Discussion in 'General Attire & Accoutrements' started by AEF17, Jan 3, 2013.

  1. AEF17

    AEF17 New in Town

    I've looked to see if anything has been posted about this, and can't find it.

    My question is whether or not it was acceptable at some point for men to wear spats with black tie.

    I'm thinking particularly of the 1920's/early 1930's. I've seen a few pictures of musicians(!) of the day wearing gray spats with their tuxedoes, and I was even more suprised to see a movie poster for Douglas Fairbanks' 1930 film Reaching for the Moon, picturing him in a tuxedo and spats (although he didn't pair them in the movie), so I wondered if there was any legitimacy for such a thing.

    Or, was it rather "loud," and, as with white tie, breaks the "look" that formal wear creates? It was someone on here who disabused me of the notion that spats could be worn with white-tie, despite Fred Astaire, and I wouldn't mind being set straight on this as well.

    Thanks so much, in advance!
  2. ok to get to an event but should then be removed, black tie is, plain black patent shoes.
  3. Nick D

    Nick D Call Me a Cab

    Spats are not worn with black tie, nor should they be worn with any evening formal wear. They're worn with daytime formal or business.
  4. ottawa_adam

    ottawa_adam One of the Regulars

    You may find the information you are looking for at the Black Tie Guide: http://www.blacktieguide.com/

    This gentleman has done a lot of research regarding the origins of black tie wear, as well as what is considered to be acceptable.
  5. AEF17

    AEF17 New in Town

    Thanks so much for the kind replies. I won't make that mistake, although I still wonder why I see photos of tuxedoes and spats from the '20's.
  6. In addition to blacktieguide.com, check out the Fedora Lounge Formal Wear Primer, which is also very informative and has a bit more of a vintage emphasis to it.

    Can you post or link some photos of what you're talking about? The year after the two world wars in general -- and the 1920s in particular -- were transitional times for formal wear, so it would be interesting to see. It's also possible that the pictures you saw weren't actually tuxedos in the modern sense but rather very conservative daytime business wear.
  7. Cobden

    Cobden Practically Family

    Here's the poster in question; he appears to be wearing a sort of morning dress dinner jacket hybrid.

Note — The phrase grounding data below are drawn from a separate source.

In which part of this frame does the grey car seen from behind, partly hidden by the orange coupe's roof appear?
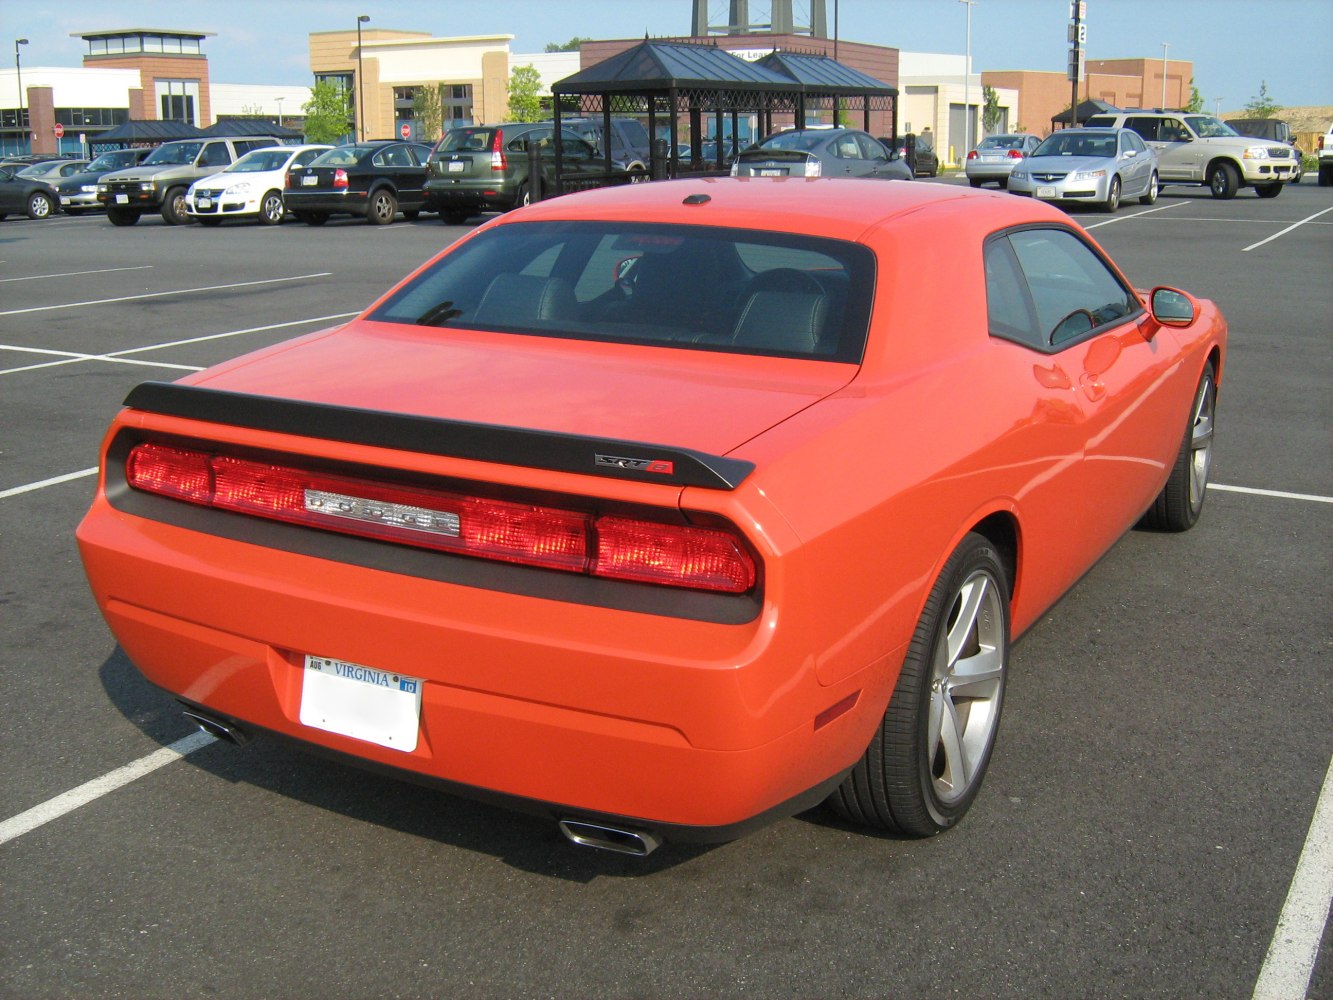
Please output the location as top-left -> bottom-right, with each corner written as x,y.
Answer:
732,128 -> 912,180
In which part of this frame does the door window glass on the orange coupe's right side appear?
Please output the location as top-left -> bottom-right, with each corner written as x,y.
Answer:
1009,229 -> 1141,348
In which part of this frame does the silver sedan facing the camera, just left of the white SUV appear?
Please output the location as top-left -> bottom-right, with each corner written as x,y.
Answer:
1009,128 -> 1158,212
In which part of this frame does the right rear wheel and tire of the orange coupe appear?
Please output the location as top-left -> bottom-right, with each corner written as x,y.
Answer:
828,533 -> 1009,836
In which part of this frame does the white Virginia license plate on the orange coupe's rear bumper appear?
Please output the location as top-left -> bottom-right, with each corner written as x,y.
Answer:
300,655 -> 425,753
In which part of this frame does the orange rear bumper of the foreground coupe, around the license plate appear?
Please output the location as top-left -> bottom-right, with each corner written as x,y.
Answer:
79,493 -> 885,840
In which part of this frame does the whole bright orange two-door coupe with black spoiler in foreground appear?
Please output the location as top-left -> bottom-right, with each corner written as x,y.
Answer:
79,179 -> 1226,853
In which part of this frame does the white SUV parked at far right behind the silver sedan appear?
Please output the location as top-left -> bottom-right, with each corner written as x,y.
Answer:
1085,108 -> 1297,199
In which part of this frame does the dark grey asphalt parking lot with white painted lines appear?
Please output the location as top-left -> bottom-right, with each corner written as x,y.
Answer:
0,179 -> 1333,1000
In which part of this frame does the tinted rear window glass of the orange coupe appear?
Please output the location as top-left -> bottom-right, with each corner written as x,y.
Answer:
371,221 -> 874,363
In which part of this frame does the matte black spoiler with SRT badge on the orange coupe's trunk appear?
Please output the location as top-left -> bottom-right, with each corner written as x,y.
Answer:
125,381 -> 754,489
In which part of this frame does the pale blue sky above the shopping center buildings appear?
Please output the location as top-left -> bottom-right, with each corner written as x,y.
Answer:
10,0 -> 1333,112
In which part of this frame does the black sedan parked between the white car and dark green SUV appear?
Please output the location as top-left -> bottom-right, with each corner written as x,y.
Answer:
284,140 -> 431,225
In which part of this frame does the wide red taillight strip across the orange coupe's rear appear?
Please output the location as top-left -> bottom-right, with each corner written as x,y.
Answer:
125,443 -> 756,593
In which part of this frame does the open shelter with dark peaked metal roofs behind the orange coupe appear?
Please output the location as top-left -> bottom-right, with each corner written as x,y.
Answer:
551,39 -> 898,177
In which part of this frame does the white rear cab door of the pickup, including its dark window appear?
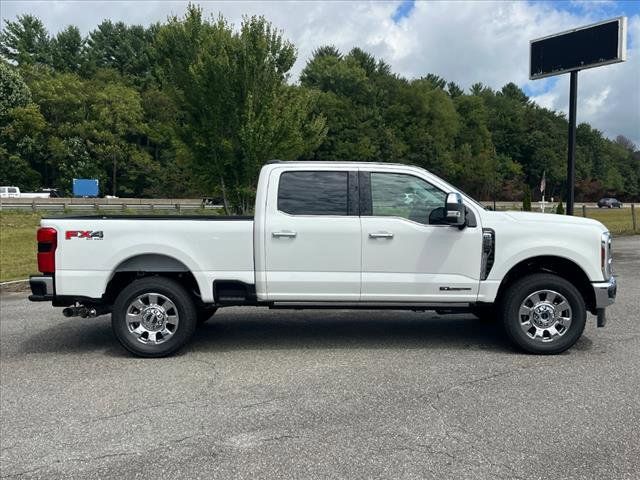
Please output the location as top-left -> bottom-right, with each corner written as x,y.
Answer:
264,167 -> 362,301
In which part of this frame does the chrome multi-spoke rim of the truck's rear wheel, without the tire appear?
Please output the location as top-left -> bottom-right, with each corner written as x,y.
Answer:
127,293 -> 180,345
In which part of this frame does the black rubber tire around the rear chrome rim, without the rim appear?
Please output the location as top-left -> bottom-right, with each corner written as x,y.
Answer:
111,277 -> 197,357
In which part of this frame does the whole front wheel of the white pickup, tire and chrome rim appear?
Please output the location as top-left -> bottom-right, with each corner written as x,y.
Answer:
500,273 -> 587,354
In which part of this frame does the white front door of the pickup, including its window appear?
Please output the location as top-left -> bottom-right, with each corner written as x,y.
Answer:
360,172 -> 482,303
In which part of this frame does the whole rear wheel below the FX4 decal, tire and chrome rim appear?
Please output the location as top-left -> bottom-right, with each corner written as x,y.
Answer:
111,277 -> 197,357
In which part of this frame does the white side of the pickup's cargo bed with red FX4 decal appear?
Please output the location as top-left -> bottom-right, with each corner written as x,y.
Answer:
41,215 -> 255,301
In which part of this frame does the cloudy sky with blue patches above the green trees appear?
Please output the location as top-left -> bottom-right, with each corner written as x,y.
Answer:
0,0 -> 640,147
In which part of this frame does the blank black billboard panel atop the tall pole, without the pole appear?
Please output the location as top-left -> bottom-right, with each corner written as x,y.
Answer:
529,17 -> 627,80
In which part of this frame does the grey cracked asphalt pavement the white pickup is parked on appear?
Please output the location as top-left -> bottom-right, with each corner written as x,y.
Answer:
0,237 -> 640,479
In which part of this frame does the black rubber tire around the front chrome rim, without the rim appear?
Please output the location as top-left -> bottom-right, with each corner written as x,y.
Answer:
500,273 -> 587,354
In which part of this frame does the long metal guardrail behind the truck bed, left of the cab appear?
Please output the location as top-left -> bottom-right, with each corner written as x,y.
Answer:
0,198 -> 224,213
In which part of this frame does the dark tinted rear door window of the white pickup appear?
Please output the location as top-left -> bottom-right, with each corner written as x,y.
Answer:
278,171 -> 349,215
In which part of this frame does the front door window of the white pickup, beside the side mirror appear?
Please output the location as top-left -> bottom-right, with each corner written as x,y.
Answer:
371,172 -> 446,224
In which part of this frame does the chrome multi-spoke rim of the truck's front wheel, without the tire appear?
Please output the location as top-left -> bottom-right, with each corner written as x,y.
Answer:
519,290 -> 572,343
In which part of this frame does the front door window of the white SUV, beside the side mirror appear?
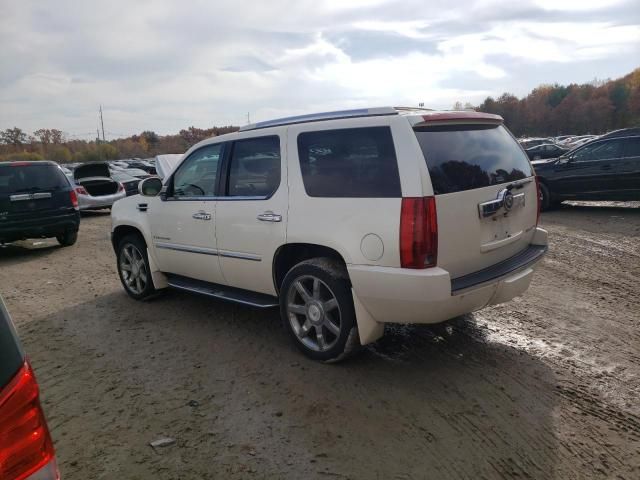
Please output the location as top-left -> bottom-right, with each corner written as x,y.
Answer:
173,143 -> 222,198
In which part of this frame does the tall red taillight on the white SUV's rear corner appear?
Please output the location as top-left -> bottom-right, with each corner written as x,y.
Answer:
400,197 -> 438,268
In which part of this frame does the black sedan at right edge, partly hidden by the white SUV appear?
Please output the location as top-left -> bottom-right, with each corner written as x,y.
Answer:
533,134 -> 640,210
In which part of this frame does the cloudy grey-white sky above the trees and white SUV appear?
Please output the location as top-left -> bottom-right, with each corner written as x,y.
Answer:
0,0 -> 640,139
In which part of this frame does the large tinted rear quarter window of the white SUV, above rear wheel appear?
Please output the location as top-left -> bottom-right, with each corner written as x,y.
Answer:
298,127 -> 402,198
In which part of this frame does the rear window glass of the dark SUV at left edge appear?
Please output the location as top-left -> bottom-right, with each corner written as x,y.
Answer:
0,164 -> 69,194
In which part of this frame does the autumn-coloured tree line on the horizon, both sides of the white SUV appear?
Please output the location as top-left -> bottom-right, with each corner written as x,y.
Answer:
0,68 -> 640,163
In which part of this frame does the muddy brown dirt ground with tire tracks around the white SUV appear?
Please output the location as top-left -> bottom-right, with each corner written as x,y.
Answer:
0,203 -> 640,480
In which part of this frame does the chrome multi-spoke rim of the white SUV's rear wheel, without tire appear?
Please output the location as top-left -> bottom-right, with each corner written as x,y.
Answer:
287,275 -> 342,352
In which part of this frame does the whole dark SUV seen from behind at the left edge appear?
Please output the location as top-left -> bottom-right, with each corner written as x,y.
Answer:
0,161 -> 80,246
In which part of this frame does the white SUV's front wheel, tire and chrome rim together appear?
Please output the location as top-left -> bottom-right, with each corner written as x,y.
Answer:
117,235 -> 156,300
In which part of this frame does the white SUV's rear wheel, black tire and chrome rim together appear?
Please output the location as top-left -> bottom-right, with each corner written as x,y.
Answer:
280,258 -> 360,363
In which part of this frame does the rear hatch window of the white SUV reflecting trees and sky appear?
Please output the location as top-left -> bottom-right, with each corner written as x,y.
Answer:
414,124 -> 533,195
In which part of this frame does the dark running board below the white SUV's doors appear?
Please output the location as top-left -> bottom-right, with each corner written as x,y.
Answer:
167,273 -> 279,308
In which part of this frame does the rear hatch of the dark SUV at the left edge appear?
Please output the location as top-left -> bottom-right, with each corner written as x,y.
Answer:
0,162 -> 74,224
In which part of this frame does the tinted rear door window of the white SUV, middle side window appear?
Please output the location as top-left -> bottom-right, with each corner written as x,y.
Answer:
227,135 -> 280,197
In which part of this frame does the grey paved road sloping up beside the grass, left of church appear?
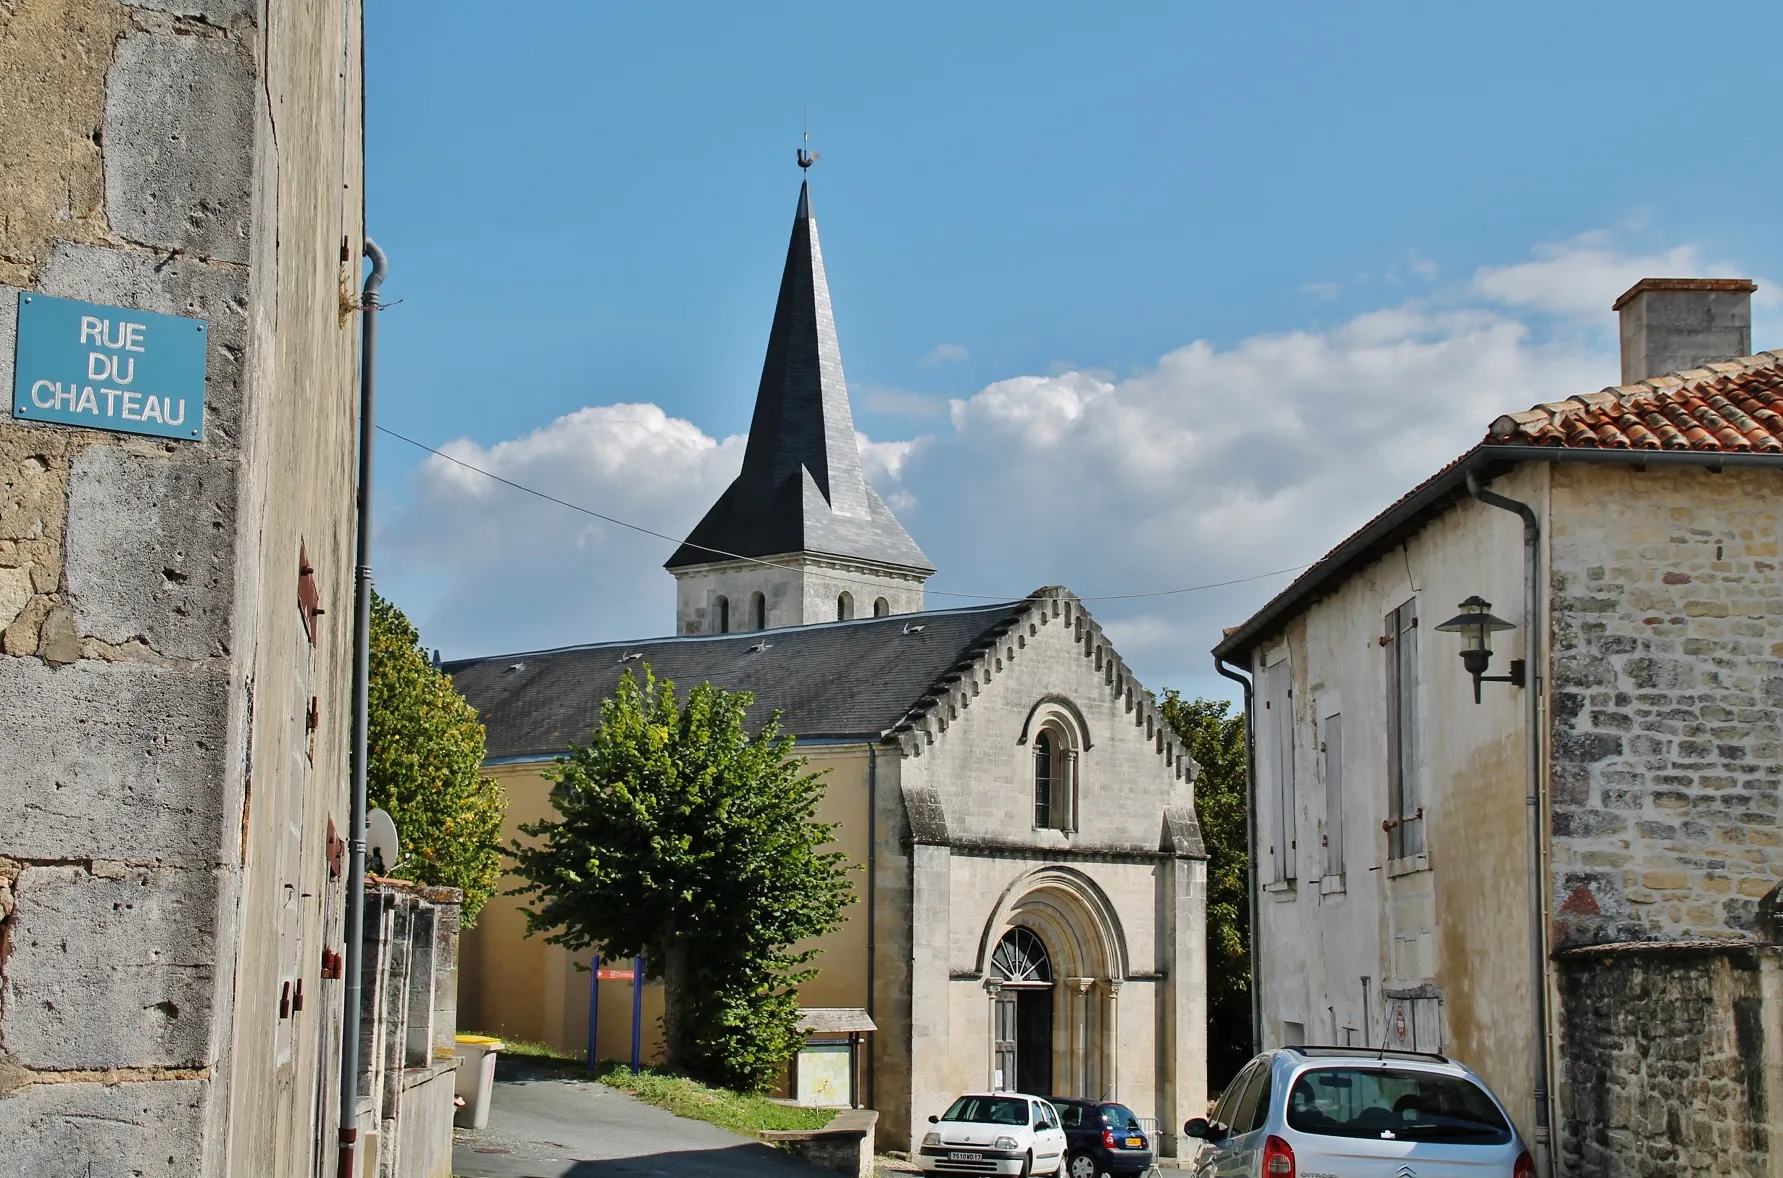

    That is to say, the artist presumably knew nothing of formalwear, and hadn't watch the movie!
  8. Nick D

    Nick D Call Me a Cab

    I found some stills from the movie, and Fairbanks wears morning dress. It doesn't look like a hybrid to me, just a bit stylised and in dark lighting. Morning dress was common enough in 1930 I'm sure the artist was familiar with it.
  9. Patent leather is NOT ever to be worn.
  10. This is unequivocally false; both historically and currently, patent leather shoes are absolutely acceptable for formal dress. See post #2 here and this article for specifics . . .

    . . . as to whether patent shoes should ever be worn, that's another kettle of fish altogether ;)
  11. Do you mean suits like this, a la Hercule Poirot:


    As you can see, a suit like that above could very easily be mistaken for a tuxedo, if it were in a dark gray or black cloth -- especially in a black and white picture! This style of suit is not formal wear per se, but rather a very conservative form of daytime dress. When Agatha Christie wrote the first Poirot stories, in she 1910s, she pictured Poirot as an older man already set in his ways. As such, the styles of dress used to costume David Suchet as Poirot is really more of a late nineteenth/very early twentieth century style of dressing.
    Last edited: Jan 5, 2013
  12. Egads, he is wearing Patent leather AND spats! And that lovely young hussy will certainly muss his hair!